In the early morning of October 30, 2009, a high-school student and his two friends rode their bicycles from one boy’s Miami Shores house to another’s home in North Miami. The cyclists believed they were safe at night because their bikes had front and rear lights.
Their safety lights did not help them. As the student rode his bike along Biscayne Boulevard he was struck and killed by a car his friends say was speeding. “The bicycle was pinned down under the front tire of the car,” according to a witness who arrived at the scene shortly after the accident.
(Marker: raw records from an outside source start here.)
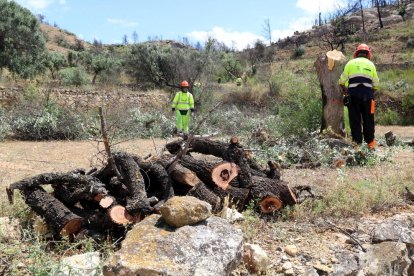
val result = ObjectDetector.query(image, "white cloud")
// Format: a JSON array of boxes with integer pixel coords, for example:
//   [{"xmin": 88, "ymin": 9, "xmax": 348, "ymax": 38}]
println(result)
[
  {"xmin": 296, "ymin": 0, "xmax": 345, "ymax": 14},
  {"xmin": 16, "ymin": 0, "xmax": 54, "ymax": 10},
  {"xmin": 187, "ymin": 27, "xmax": 264, "ymax": 50},
  {"xmin": 108, "ymin": 18, "xmax": 138, "ymax": 27}
]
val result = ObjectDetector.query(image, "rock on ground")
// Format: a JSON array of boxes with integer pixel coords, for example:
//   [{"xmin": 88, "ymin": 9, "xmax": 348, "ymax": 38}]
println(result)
[{"xmin": 104, "ymin": 214, "xmax": 243, "ymax": 276}]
On November 27, 2009, the monthly Critical Mass ride — organized by cyclists demonstrating for their safety — was dedicated to this boy. From the usual starting location at Miami-Dade County Hall in downtown Miami, the ride proceeded north on Biscayne Boulevard to 113th Street, where the student was killed. There his friends and family gathered to place a memorial in his memory.
This case represents another cycling fatality in the state of Florida which has the most in the country. Florida law classifies bicycles as vehicles, giving cyclists the right to use the roadway. After dark, cyclists are required to have bike lights front and rear.
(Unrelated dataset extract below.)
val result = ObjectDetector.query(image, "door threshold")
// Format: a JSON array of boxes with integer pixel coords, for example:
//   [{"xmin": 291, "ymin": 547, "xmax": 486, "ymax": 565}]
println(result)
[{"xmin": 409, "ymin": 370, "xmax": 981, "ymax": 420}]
Like other cities, Miami has seen an increase in the popularity of cycling despite streets widely regarded as dangerous to bicyclists, in part because many roads are designed for fast motorized traffic and lack marked bike lanes.
Cycling activists have, without success, requested the Florida Department of Transportation, which manages Biscayne Boulevard, to add bike lanes on that road which is a major north-south cycling route in eastern Miami-Dade County.
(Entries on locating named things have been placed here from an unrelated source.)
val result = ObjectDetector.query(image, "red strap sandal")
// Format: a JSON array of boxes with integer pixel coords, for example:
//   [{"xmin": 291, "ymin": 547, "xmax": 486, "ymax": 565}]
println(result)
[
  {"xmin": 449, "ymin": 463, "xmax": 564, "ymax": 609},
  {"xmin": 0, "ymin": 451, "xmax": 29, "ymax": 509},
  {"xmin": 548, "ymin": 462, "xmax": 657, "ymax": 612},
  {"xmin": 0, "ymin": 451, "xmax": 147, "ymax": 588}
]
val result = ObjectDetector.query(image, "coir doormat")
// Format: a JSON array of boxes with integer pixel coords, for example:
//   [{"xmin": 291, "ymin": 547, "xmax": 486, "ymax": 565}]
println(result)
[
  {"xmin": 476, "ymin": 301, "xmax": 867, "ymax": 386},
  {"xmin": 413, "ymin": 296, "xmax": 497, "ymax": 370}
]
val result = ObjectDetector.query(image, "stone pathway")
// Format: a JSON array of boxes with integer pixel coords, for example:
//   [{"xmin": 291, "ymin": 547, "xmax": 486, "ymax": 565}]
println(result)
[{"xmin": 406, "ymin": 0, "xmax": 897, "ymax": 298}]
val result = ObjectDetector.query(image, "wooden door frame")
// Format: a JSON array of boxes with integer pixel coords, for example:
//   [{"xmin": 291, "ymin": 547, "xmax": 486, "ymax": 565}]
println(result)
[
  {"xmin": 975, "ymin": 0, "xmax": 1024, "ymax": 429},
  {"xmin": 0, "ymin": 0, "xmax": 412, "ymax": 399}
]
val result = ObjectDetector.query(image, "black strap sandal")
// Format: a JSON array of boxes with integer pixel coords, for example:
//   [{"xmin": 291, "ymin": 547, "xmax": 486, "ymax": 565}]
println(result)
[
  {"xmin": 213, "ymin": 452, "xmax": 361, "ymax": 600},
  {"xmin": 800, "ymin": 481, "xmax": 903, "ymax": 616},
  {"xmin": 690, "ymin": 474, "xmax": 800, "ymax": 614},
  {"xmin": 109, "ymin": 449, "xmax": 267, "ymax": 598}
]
This tragic case reminds us that cyclists should always wear helmets, although I am not sure that it would have made a difference here. Even with flashing lights and reflectors on bicycles, a lot of motorists still do not see cyclists on the road. Unfortunately, when a collision occurs between a car and a bicycle, the end result is usually very serious to the cyclist. One of the ways that a cyclist can financially protect himself from the adverse consequences of a collision with a car is to make sure that if he owns an automobile, that he has purchased uninsured motorist coverage. This coverage may extend from the automobile to your bicycle in the event that the at-fault motorist does not have any, or does not have enough, liability coverage for the damages incurred.